This paper addresses the problem of inflated performance in large language models (LLMs) for natural language-to-SPARQL generation, arising from training data memorization or knowledge graph (KG) leakage during evaluation. To mitigate this, we propose a controlled evaluation framework that introduces anonymized knowledge injection—a novel technique enabling systematic separation of the model’s intrinsic knowledge from external KG-derived information under zero-shot settings, while ensuring portability across arbitrary KGs. Our contributions are threefold: (1) revealing the true generalization capability of LLMs in KG-aware question answering (KGQA) for SPARQL generation; (2) establishing a reproducible ablation paradigm to rigorously distinguish performance gains attributable to methodological advances versus spurious improvements from training data leakage; and (3) substantially enhancing the robustness and reliability of evaluation outcomes, thereby providing both theoretical foundations and practical tools for trustworthy deployment of KGQA systems.
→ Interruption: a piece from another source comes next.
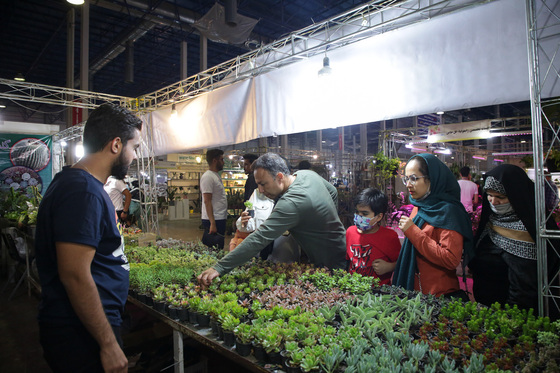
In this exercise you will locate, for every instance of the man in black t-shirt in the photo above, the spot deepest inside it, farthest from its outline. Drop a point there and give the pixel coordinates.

Nowadays, the importance of software with natural-language user interfaces cannot be underestimated. In particular, in Question Answering (QA) systems, generating a SPARQL query for a given natural-language question (often named Query Building) from the information retrieved from the same question is the central task of QA systems working over Knowledge Graphs (KGQA). Due to the rise of Large Language Models (LLMs), they are considered a well-suited method to increase the quality of the question-answering functionality, as there is still a lot of room for improvement, aiming for enhanced quality and trustworthiness. However, LLMs are trained on web data, where researchers have no control over whether the benchmark or the knowledge graph was already included in the training data. In this paper, we introduce a novel method that evaluates the quality of LLMs by generating a SPARQL query from a natural-language question under various conditions: (1) zero-shot SPARQL generation, (2) with knowledge injection, and (3) with "anonymized" knowledge injection. This enables us, for the first time, to estimate the influence of the training data on the QA quality improved by LLMs. Ultimately, this will help to identify how portable a method is or whether good results might mostly be achieved because a benchmark was already included in the training data (cf. LLM memorization). The developed method is portable, robust, and supports any knowledge graph; therefore, it could be easily applied to any KGQA or LLM, s.t., generating consistent insights into the actual LLM capabilities is possible.